# Etisalat connection



## Shark00 (May 17, 2011)

Being here for 1 mth, I can already attest to the horrendous customer service.. But am surprised w the technical support now as well..

I signed up etisalat premier package 2 weeks ago..inspite of repeated calls & visits to their shops..No one seems to have a freaking idea when my installation will happen! The customer support ppl have no contact w the field it seems and so can't give me a number I could call there!!

Anyone had a similar issue or any tips how I can get this resolved? I can't go DU as there is none where I live!


----------



## Jynxgirl (Nov 27, 2009)

Ahhh... Arabic time. It will take some time and bit of patience, but things are slow and never occur on time anyhow. People say you get used to it, but in two years I havent. Fifteen minutes can mean fifteen to four hours later. Tomorrow tends to be next week. Next week, next month. 

Unfortunatly, if you wish to stay in the que, you will have to learn to be a bit of a bully and not take no. Otherwise, the next bully who is pee'd will yell and rant and rave, a supervisor will bump their install in the que and yours will just bump further back. Which is why they can not give you any certainty of time. Du had to reschedule four times to come to my apartment this last go round. And they didnt reschedule until the following day, after I sat home waiting the ENTIRE DAY. 

Both get the same crap service.


----------



## Shark00 (May 17, 2011)

Jynxgirl, thanks for reassuring me that all will be well with a dose of patience and persistence...that would be a difficult balance indeed 

I am thinking of barging direct to their HQ on Monday and ask for the technical lead..hopefully wake them from a bit if slumber!!


----------



## Mr Rossi (May 16, 2009)

Took me about 9 months and still only have internet, no telly. Each time you go in or call they have no record of the last so, as Jynx says, just keep at them continously. I wouldn't bother with the shops though, go to the main office backside Dusit Thani on SZR.


----------



## NeoPhoenix (Oct 17, 2011)

I live in Sharjah and i guess i am one of the lucky few, i called and asked about the eLife Bundle pack(tv,internet,phone) and they came and installed all 3 the next day. 

But customer service of etisalat does make you want to literally pluck your eyes out.


----------



## md000 (Dec 16, 2008)

Mr.Sleek said:


> I live in Sharjah and i guess i am one of the lucky few, i called and asked about the eLife Bundle pack(tv,internet,phone) and they came and installed all 3 the next day.
> 
> But customer service of etisalat does make you want to literally pluck your eyes out.


I tend to agree with you here. I lived in Sharjah for 2 years prior to moving to Dubai proper and the Etisalat services were more quickly and competently handled in Sharjah.
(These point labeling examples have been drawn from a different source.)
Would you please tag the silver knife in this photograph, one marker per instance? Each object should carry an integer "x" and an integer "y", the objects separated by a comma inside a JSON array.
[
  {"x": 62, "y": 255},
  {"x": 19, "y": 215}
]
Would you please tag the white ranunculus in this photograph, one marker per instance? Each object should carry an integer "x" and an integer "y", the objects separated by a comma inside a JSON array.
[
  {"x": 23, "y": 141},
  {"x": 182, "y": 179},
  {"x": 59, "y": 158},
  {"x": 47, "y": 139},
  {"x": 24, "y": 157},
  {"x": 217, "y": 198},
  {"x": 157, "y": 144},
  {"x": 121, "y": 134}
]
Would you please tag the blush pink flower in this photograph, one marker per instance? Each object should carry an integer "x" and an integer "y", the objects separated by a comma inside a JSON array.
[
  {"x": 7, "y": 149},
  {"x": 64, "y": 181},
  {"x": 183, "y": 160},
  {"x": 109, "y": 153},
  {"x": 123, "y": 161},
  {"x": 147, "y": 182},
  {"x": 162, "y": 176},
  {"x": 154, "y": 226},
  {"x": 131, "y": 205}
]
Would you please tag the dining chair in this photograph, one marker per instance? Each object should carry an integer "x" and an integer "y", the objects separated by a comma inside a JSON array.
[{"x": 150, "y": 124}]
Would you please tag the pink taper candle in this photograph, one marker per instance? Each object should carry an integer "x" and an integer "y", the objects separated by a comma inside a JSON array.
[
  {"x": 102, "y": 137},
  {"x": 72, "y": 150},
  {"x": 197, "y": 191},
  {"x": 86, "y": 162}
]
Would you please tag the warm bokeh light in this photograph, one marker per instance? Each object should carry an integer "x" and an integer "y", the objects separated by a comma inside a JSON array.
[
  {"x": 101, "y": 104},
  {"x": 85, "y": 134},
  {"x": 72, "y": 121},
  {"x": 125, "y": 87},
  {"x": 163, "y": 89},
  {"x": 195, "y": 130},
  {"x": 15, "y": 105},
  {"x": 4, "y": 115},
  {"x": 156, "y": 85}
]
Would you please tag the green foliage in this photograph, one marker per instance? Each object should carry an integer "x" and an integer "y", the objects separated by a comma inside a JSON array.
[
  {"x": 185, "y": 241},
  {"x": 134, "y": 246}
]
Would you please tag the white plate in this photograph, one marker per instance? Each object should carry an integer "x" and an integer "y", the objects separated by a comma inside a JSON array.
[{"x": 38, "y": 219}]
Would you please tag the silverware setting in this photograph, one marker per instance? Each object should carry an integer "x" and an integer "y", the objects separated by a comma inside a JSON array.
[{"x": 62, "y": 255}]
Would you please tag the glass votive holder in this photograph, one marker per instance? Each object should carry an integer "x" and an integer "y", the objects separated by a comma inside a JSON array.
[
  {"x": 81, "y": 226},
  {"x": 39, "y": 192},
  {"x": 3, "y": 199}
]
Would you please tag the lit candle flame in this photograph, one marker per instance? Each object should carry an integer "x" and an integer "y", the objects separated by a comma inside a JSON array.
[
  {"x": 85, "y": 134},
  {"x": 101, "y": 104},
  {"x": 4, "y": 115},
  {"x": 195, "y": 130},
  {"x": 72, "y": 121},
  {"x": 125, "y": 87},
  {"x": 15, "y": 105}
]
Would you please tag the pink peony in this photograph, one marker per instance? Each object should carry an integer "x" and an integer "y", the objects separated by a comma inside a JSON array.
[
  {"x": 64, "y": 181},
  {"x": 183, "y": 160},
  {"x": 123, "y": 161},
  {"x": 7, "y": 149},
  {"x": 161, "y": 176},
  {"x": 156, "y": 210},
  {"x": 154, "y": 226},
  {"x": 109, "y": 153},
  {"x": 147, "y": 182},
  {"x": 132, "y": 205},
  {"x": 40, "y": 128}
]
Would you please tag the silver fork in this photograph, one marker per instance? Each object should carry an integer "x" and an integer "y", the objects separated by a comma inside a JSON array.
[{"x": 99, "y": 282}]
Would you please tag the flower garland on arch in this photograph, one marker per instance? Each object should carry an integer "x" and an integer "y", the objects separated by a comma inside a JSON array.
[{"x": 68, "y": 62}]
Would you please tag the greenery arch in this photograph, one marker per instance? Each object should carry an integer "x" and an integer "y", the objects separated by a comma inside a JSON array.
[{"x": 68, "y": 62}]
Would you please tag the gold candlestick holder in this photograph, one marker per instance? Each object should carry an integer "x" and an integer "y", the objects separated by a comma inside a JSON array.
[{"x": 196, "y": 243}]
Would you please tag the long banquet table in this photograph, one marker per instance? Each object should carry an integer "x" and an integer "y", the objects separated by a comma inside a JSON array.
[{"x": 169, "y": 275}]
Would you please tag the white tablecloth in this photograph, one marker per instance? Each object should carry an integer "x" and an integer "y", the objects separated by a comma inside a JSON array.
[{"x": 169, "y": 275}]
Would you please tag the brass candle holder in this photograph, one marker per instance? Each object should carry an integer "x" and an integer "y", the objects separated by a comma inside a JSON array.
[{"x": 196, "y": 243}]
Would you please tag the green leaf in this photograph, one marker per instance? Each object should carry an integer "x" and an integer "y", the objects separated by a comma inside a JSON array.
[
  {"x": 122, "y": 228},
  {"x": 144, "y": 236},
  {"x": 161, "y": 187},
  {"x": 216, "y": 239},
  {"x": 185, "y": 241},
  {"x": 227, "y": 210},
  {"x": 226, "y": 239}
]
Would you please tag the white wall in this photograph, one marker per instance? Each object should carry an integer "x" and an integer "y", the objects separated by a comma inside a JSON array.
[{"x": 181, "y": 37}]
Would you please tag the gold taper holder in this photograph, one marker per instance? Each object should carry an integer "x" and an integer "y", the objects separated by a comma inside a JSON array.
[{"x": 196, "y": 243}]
No reason I could find why, just it was better - even the customer service was better (although it was not anywhere near "good")

-md000/Mike


----------



## zin (Oct 28, 2010)

I've actually been to an Etisalat office and after sitting down wasting my time with a "customer rep", who was as useful as a fart in a spaceship, I re-joined the queue and actually waited to get help from his colleague who was sitting next to him. I actually got things done that time!


----------